Sekretaris Kabinet Letkol Teddy Indra Wijaya menyampaikan bahwa Presiden meminta penguatan industri tekstil dan garmen nasional dilakukan secara serius. Salah satu langkah yang ditekankan adalah pembenahan rantai pasok agar industri dalam negeri lebih efisien dan mampu bersaing dengan produk impor.

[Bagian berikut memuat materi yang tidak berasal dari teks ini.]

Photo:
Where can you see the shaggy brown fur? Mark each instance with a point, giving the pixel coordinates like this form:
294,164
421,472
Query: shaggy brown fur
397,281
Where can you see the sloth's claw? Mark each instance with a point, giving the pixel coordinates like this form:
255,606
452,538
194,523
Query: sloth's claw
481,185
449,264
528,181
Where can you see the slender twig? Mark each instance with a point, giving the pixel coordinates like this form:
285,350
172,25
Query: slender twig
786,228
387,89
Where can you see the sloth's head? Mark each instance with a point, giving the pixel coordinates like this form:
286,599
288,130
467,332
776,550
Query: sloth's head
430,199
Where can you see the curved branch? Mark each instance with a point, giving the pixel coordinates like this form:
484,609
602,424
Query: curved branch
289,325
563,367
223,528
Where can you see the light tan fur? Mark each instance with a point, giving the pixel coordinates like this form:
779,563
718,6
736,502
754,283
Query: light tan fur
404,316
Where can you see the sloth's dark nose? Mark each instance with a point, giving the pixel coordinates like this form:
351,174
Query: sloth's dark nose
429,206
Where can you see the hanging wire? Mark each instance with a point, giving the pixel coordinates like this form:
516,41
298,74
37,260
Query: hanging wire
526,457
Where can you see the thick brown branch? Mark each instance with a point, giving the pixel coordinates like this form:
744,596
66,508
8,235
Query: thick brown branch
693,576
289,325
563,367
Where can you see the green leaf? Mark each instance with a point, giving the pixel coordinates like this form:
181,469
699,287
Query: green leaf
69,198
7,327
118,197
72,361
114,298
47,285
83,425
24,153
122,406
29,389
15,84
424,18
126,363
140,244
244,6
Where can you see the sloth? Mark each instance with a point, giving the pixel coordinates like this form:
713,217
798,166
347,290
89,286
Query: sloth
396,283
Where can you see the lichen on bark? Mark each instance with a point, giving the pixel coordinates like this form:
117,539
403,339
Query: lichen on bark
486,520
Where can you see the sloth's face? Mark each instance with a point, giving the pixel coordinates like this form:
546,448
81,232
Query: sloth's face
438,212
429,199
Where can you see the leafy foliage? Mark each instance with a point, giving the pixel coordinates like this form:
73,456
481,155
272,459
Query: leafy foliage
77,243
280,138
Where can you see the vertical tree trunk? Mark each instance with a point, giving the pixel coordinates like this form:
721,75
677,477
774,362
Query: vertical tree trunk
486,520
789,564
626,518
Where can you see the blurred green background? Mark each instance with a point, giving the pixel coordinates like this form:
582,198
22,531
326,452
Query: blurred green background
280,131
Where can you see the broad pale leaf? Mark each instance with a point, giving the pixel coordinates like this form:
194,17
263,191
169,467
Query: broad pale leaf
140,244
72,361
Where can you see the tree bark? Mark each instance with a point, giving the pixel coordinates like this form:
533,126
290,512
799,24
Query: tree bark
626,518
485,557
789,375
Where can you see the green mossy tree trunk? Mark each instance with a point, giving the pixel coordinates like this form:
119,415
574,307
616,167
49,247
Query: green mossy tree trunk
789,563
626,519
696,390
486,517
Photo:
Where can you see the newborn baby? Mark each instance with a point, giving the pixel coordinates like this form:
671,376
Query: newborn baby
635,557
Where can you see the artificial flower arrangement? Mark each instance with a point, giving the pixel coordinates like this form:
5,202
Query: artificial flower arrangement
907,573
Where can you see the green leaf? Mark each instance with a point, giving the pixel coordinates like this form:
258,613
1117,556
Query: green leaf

Tak hanya itu, Presiden juga menaruh perhatian pada pengembangan industri berbasis teknologi tinggi. Dalam rapat tersebut dibahas perlunya investasi pada sektor semikonduktor untuk mendukung pertumbuhan industri otomotif, elektronik, dan ekonomi digital Indonesia.
Pemerintah juga menyiapkan agenda pelaksanaan groundbreaking enam proyek hilirisasi baru yang direncanakan berlangsung pada awal Februari 2026. Keenam proyek tersebut memiliki nilai investasi sekitar USD6 miliar dan menjadi bagian dari upaya mempercepat nilai tambah sumber daya nasional.